Pourquoi un simple coq virtuel a-t-il déclenché une crise existentielle chez les joueurs d’ARC Raiders ?

Le wipe volontaire du 22 décembre 2025 devait marquer un nouveau départ. Pourtant, c’est l’abandon de Scrappy, ce coq anodin devenu mascotte malgré lui, qui a transformé une mécanique de jeu en drame communautaire. Entre pétitions, offres de DLC improvisées et débats enflammés, découvrez comment un détail apparemment secondaire a révélé l’attachement viscéral des joueurs – et peut-être une faille dans la stratégie d’Embark Studios.

A retenir :

  • Scrappy, coq de base anodin, devient symbole émotionnel après le wipe – des joueurs parlent de "trahison"
  • Une pétition pour son retour dépasse 2 000 signatures en 48h, avec des propositions de DLC à 5-10€
  • Le wipe révèle un paradoxe : les joueurs veulent recommencer à zéro… mais pas sans leur mascotte
  • Des critiques pointent un manque de cohérence narrative : "Pourquoi ne pas emmener Scrappy avec nous ?"
  • L’affaire Scrappy soulève une question plus large : jusqu’où peut aller l’attachement aux éléments "secondaires" d’un jeu ?

22 décembre 2025 : Le jour où ARC Raiders a (involontairement) brisé des cœurs

Tout avait pourtant bien commencé. Le wipe volontaire annoncé par Embark Studios était présenté comme une opportunité : effacer sa progression en échange de récompenses cosmétiques exclusives et de bonus de jeu.

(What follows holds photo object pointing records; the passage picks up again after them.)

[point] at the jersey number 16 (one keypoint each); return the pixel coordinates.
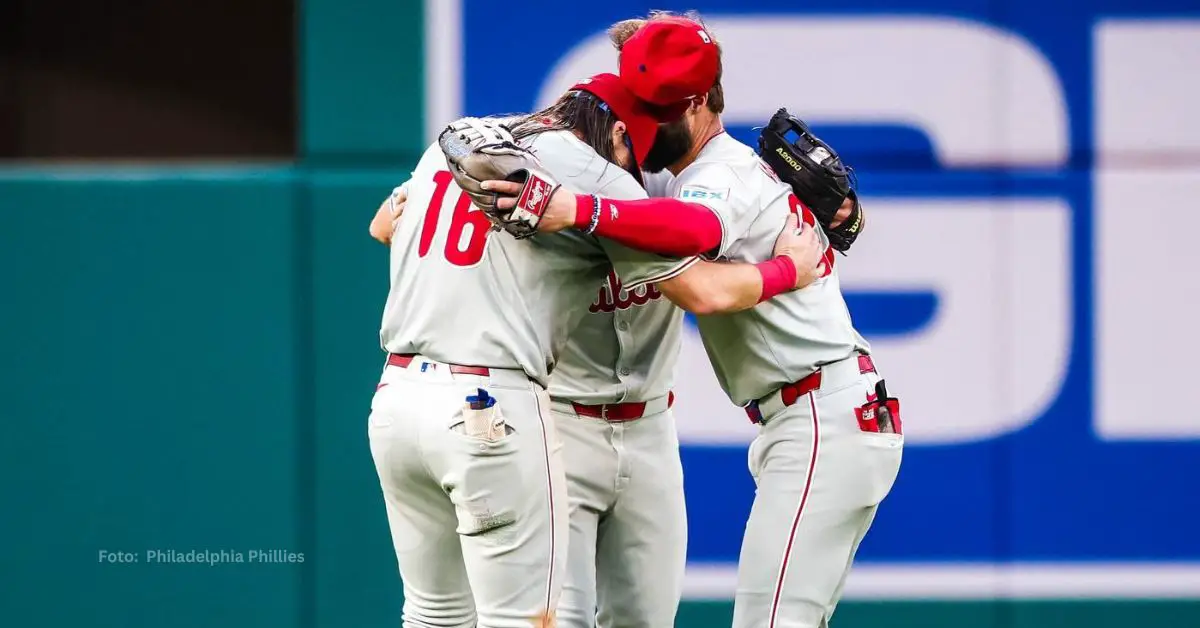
(462, 249)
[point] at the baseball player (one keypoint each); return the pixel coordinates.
(468, 459)
(831, 437)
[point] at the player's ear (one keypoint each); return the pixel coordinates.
(618, 133)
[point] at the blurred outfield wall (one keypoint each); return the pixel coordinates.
(190, 351)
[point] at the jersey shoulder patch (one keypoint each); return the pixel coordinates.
(703, 192)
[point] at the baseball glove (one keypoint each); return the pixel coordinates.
(816, 174)
(479, 150)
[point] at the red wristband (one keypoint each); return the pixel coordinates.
(585, 204)
(778, 276)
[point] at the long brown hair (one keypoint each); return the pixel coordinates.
(579, 112)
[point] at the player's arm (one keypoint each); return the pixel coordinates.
(717, 287)
(383, 225)
(664, 226)
(714, 287)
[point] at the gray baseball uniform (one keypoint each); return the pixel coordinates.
(820, 477)
(480, 525)
(611, 404)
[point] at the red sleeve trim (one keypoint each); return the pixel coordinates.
(663, 226)
(778, 276)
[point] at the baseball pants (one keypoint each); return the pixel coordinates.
(480, 527)
(820, 480)
(629, 527)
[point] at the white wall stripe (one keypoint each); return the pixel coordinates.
(900, 581)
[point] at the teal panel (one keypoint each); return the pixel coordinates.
(149, 398)
(361, 79)
(357, 580)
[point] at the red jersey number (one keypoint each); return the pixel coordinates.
(467, 235)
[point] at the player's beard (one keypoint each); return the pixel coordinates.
(671, 144)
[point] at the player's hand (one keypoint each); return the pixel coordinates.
(559, 214)
(844, 211)
(383, 225)
(802, 245)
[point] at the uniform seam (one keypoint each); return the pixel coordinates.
(799, 512)
(550, 498)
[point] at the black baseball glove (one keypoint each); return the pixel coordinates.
(816, 174)
(478, 150)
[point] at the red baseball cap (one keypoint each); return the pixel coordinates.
(669, 60)
(641, 126)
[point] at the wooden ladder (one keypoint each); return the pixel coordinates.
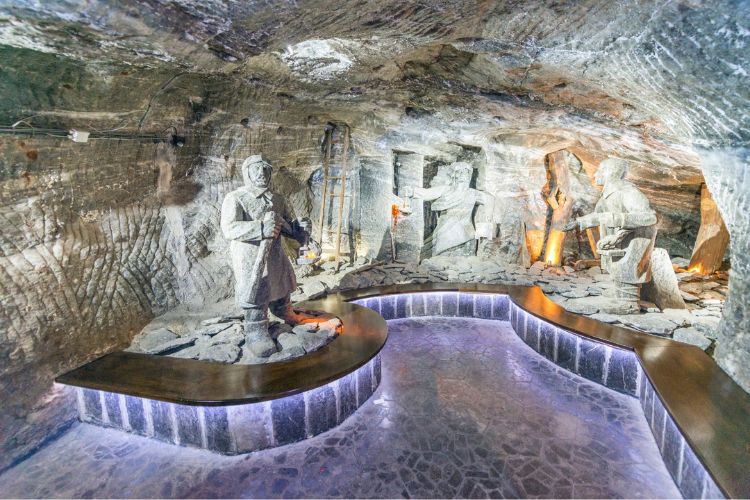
(341, 194)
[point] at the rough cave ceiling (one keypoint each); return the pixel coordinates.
(670, 71)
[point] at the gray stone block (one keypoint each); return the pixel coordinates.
(483, 306)
(711, 490)
(622, 373)
(217, 429)
(288, 419)
(136, 415)
(373, 303)
(403, 309)
(388, 307)
(364, 384)
(188, 425)
(567, 349)
(347, 396)
(377, 370)
(162, 421)
(112, 403)
(92, 405)
(591, 360)
(547, 340)
(450, 303)
(529, 330)
(321, 410)
(693, 476)
(465, 305)
(658, 420)
(433, 304)
(417, 304)
(501, 307)
(673, 443)
(250, 426)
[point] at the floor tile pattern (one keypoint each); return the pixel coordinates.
(465, 408)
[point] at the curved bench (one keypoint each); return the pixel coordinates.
(700, 418)
(236, 408)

Une mécanique classique dans les jeux live service, mais avec une touche narrative censée adoucir la pilule. Sauf que personne – pas même les développeurs – n’avait anticipé l’effet Scrappy.

Ce coq, simple élément de décor dans la base des joueurs, était devenu au fil des mois une mascotte informelle. Les Raiders l’avaient nourri, observé, parfois même parlé (oui, certains avouent lui avoir raconté leurs parties). Alors quand la cinématique de wipe a montré les personnages quitter leur base en laissant Scrappy derrière eux, avec cette réplique anodine – "Qui va s’occuper du poulet ?" – c’est toute une communauté qui a basculé dans la nostalgie forcée.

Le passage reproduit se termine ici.